Ideally, an MMI would originate in a structured regulatory rulemaking where representatives of all affected interests could provide their views. In reality, it arrived in a docket, and not as a response to concerns by potential victims of monopoly. California’s three large corporate utilities introduced MMIs in their 1996 application for market-based rates in the Power Exchange and ISO. … Numerous parties testified about market power, but none independently suggested that MMIs be formed. Apparently few found it strange that regulators would rely on a watchdog institution proposed by the utilities whose market power was at issue.

Michaels illustrates his views with an examination of market monitors’ views toward virtual trading — allowing traders the ability to submit “virtual” bids and offers into the day-ahead market that will be cashed out without delivery in the real-time market. Virtual trading is now generally recognized to be an efficiency-enhancing market element, but as Michaels illustrates it has a contentious past.

While he tells some useful tales, however, at the end of his article his dissatisfaction with market monitoring in California lead him to suggest abandoning the institutional innovation. The monitors he trusts, he says, reside at the Federal Energy Regulatory Commission in Washington, D.C., and not at the integrated regional power markets.

Obviously this is a brave position for someone from California to be taking, especially in 2003, with the memories of the California market design failures of 2000-01 still prominent.
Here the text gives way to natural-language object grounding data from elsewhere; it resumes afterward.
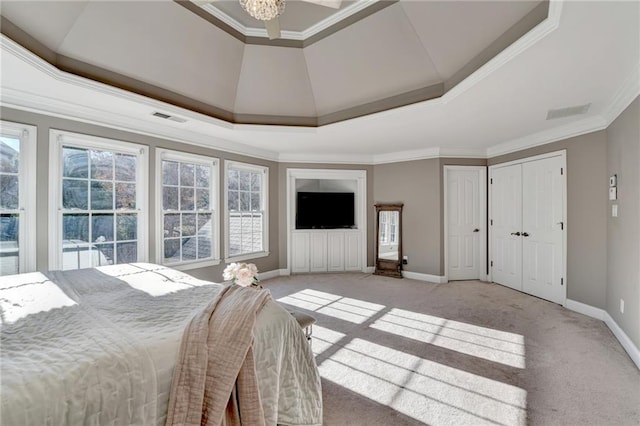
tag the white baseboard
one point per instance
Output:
(424, 277)
(624, 340)
(602, 315)
(585, 309)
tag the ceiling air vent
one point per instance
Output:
(169, 117)
(567, 112)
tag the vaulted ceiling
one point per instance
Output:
(373, 81)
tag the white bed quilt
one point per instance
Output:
(98, 346)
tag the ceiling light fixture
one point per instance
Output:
(263, 10)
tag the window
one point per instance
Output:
(98, 201)
(187, 203)
(247, 187)
(17, 198)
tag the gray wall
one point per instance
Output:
(623, 242)
(587, 184)
(44, 123)
(417, 185)
(282, 185)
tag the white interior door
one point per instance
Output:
(463, 224)
(506, 225)
(542, 228)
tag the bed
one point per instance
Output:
(99, 346)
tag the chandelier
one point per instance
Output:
(263, 10)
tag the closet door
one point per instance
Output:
(542, 228)
(463, 224)
(506, 225)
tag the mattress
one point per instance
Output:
(98, 346)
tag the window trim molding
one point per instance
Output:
(58, 138)
(173, 155)
(27, 241)
(237, 165)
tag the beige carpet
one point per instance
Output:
(404, 352)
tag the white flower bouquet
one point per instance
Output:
(243, 274)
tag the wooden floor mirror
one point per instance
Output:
(389, 240)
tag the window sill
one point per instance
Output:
(187, 266)
(248, 256)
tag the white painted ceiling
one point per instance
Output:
(584, 52)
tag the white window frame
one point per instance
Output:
(27, 238)
(170, 155)
(235, 165)
(58, 139)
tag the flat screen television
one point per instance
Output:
(325, 210)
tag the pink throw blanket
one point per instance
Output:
(214, 381)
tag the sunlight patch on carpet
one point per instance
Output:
(427, 391)
(324, 338)
(486, 343)
(344, 308)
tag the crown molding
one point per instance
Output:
(628, 91)
(325, 24)
(554, 134)
(54, 108)
(427, 154)
(320, 158)
(538, 33)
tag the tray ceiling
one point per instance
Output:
(583, 53)
(375, 55)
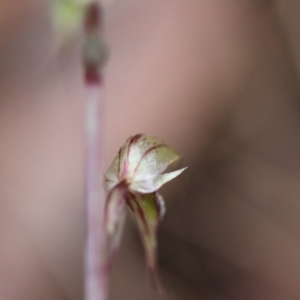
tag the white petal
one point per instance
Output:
(150, 185)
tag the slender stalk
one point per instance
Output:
(96, 269)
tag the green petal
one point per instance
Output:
(141, 158)
(150, 185)
(114, 216)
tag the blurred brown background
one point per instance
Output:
(219, 81)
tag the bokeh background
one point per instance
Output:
(216, 79)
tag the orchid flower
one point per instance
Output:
(132, 180)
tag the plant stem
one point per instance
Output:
(96, 269)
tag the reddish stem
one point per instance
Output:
(96, 269)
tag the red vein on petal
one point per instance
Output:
(141, 214)
(133, 140)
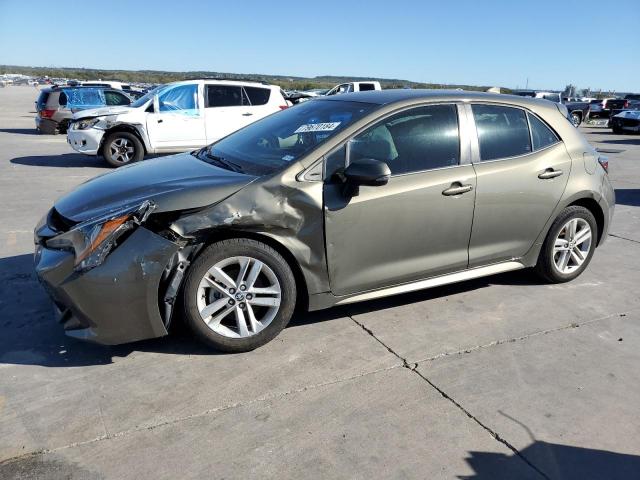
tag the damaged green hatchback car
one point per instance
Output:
(335, 200)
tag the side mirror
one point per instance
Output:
(367, 171)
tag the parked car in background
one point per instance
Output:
(175, 117)
(628, 120)
(600, 108)
(577, 111)
(337, 200)
(352, 87)
(56, 105)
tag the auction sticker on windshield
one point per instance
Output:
(317, 127)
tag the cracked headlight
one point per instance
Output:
(85, 124)
(92, 240)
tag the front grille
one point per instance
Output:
(59, 223)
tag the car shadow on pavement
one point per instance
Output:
(552, 460)
(30, 334)
(555, 461)
(20, 131)
(628, 196)
(75, 160)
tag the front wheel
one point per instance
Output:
(122, 148)
(239, 294)
(569, 245)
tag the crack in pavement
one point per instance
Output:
(413, 368)
(211, 411)
(524, 337)
(624, 238)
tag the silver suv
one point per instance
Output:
(56, 105)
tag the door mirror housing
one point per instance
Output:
(367, 171)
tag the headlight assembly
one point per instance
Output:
(92, 240)
(85, 124)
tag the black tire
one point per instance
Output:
(576, 119)
(231, 248)
(127, 156)
(545, 267)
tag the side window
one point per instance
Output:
(180, 99)
(502, 131)
(115, 98)
(258, 96)
(419, 139)
(541, 134)
(224, 96)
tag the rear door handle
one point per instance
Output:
(457, 188)
(550, 173)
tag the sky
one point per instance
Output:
(549, 44)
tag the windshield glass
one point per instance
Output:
(274, 142)
(146, 97)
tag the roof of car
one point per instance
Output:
(223, 82)
(383, 97)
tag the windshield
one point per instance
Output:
(274, 142)
(146, 97)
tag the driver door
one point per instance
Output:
(177, 122)
(413, 227)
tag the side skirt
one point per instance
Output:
(329, 300)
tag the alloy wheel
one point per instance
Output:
(121, 150)
(572, 245)
(238, 297)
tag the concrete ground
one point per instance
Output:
(503, 377)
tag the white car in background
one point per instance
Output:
(176, 117)
(350, 87)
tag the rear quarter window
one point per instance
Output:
(42, 100)
(503, 132)
(541, 134)
(257, 95)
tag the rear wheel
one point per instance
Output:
(238, 295)
(569, 245)
(122, 148)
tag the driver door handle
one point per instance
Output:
(550, 173)
(457, 188)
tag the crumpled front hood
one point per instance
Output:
(634, 114)
(177, 182)
(101, 112)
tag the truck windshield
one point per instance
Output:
(274, 142)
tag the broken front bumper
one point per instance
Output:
(85, 141)
(115, 302)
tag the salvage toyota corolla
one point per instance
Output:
(336, 200)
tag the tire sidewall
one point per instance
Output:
(138, 153)
(561, 221)
(225, 249)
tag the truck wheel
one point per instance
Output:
(122, 148)
(576, 119)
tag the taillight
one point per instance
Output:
(604, 163)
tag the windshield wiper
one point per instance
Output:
(221, 161)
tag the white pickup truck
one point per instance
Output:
(354, 87)
(175, 117)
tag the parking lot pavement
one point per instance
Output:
(503, 377)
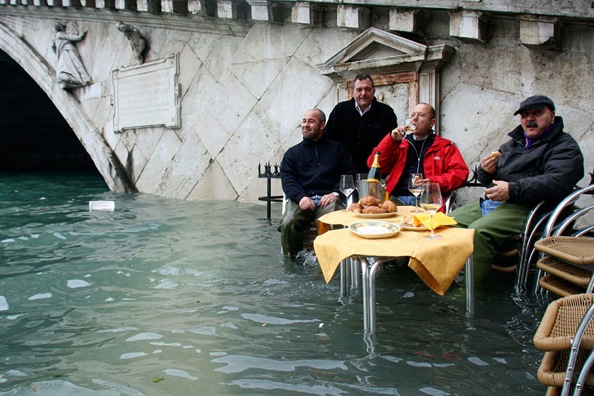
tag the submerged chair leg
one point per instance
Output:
(575, 347)
(579, 386)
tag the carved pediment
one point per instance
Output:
(372, 50)
(379, 52)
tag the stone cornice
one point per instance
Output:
(293, 11)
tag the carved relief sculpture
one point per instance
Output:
(70, 72)
(137, 41)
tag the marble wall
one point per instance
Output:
(245, 86)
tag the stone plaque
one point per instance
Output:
(147, 95)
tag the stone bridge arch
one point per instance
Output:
(42, 73)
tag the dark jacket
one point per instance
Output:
(314, 168)
(360, 134)
(548, 170)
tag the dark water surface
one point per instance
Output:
(167, 297)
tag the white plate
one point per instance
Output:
(374, 229)
(374, 215)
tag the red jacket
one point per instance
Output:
(442, 162)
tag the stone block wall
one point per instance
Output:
(245, 83)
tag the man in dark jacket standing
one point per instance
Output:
(310, 175)
(361, 122)
(540, 162)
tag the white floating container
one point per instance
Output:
(101, 205)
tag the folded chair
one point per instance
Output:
(563, 258)
(566, 335)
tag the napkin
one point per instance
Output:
(439, 219)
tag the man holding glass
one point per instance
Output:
(539, 162)
(413, 154)
(310, 175)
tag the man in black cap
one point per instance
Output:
(540, 162)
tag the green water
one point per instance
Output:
(167, 297)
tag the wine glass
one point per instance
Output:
(409, 126)
(431, 201)
(347, 186)
(414, 186)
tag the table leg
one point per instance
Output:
(365, 284)
(469, 275)
(368, 280)
(371, 277)
(355, 267)
(345, 277)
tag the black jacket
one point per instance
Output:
(314, 168)
(548, 170)
(360, 134)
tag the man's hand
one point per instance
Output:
(499, 191)
(489, 163)
(306, 203)
(328, 199)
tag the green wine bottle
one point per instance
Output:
(375, 173)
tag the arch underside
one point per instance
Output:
(105, 160)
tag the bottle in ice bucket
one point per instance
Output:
(374, 174)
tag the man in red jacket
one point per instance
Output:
(422, 151)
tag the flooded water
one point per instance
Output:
(167, 297)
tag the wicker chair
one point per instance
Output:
(563, 258)
(566, 335)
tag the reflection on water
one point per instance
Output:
(170, 297)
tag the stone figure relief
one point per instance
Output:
(137, 42)
(70, 72)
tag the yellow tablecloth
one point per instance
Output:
(436, 261)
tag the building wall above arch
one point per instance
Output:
(245, 83)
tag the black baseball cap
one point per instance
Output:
(536, 102)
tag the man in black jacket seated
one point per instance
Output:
(540, 162)
(361, 122)
(310, 175)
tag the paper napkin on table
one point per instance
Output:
(439, 219)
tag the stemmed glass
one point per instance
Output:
(347, 186)
(409, 126)
(414, 186)
(431, 201)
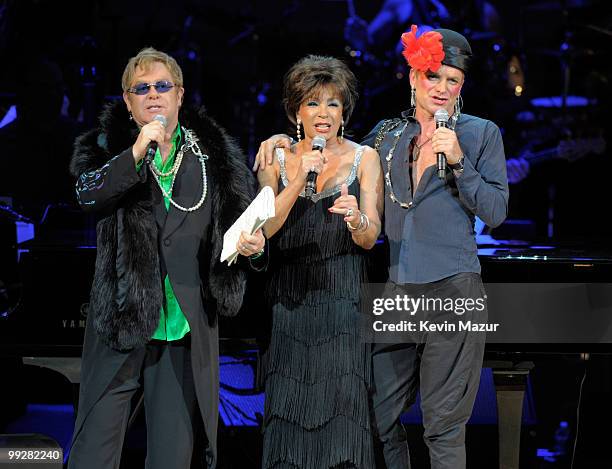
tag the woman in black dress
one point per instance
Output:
(317, 367)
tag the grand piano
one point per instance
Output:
(46, 322)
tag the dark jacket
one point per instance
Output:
(139, 241)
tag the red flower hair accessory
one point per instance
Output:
(424, 52)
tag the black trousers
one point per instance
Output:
(170, 410)
(447, 374)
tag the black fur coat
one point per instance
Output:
(127, 293)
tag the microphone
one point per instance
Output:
(318, 143)
(441, 117)
(152, 148)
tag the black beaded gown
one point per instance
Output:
(317, 369)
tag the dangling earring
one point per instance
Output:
(457, 110)
(298, 129)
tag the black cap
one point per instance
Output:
(457, 50)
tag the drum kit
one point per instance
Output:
(508, 71)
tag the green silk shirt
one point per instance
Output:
(172, 322)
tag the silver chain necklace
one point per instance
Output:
(190, 144)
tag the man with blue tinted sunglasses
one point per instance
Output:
(166, 183)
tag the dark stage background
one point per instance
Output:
(62, 60)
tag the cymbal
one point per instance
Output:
(481, 35)
(557, 5)
(570, 52)
(557, 101)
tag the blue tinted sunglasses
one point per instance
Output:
(162, 86)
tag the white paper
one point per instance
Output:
(253, 218)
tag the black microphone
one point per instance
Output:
(441, 117)
(318, 143)
(152, 148)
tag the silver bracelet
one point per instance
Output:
(364, 221)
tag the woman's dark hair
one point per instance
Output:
(304, 79)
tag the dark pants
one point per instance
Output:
(447, 374)
(170, 411)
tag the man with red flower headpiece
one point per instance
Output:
(429, 223)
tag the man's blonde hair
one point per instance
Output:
(144, 59)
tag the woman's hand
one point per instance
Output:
(311, 161)
(265, 154)
(250, 244)
(347, 206)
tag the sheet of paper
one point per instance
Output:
(253, 218)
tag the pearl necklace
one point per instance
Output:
(190, 144)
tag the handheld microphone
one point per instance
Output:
(318, 143)
(152, 148)
(441, 117)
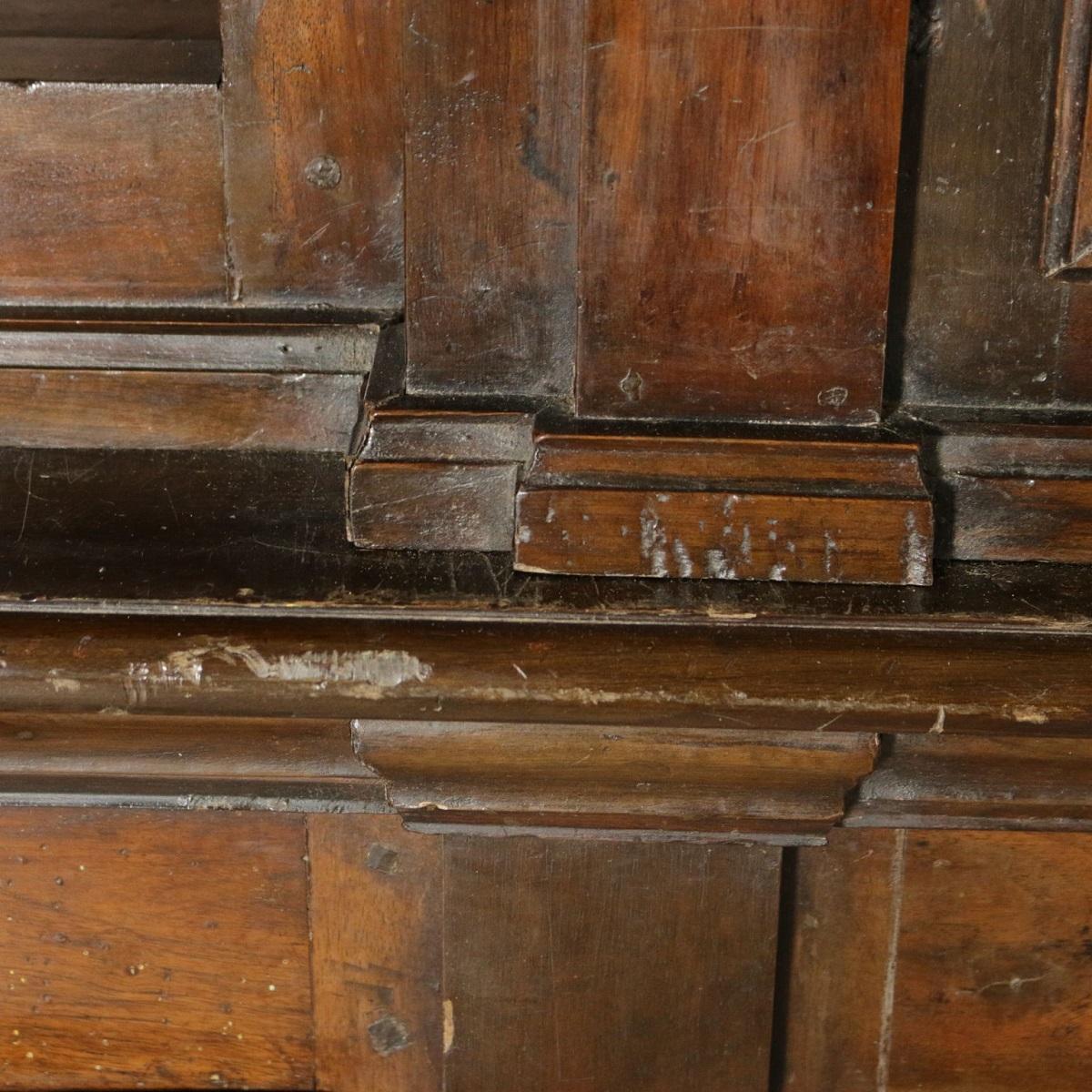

But I think Michaels is jumping to the wrong conclusion.

In regulating the opportunistic behavior that threatens to undermine the value of integrated regional power markets, federal government has a role but it isn’t as market monitor. FERC should be the enforcer of contracts, an arbiter of disputes, a levier of fines, a promoter of competition and protector of interstate commerce. For reasons I explained yesterday, the network itself is in principle well positioned to be the primary defense against opportunistic activity within the network.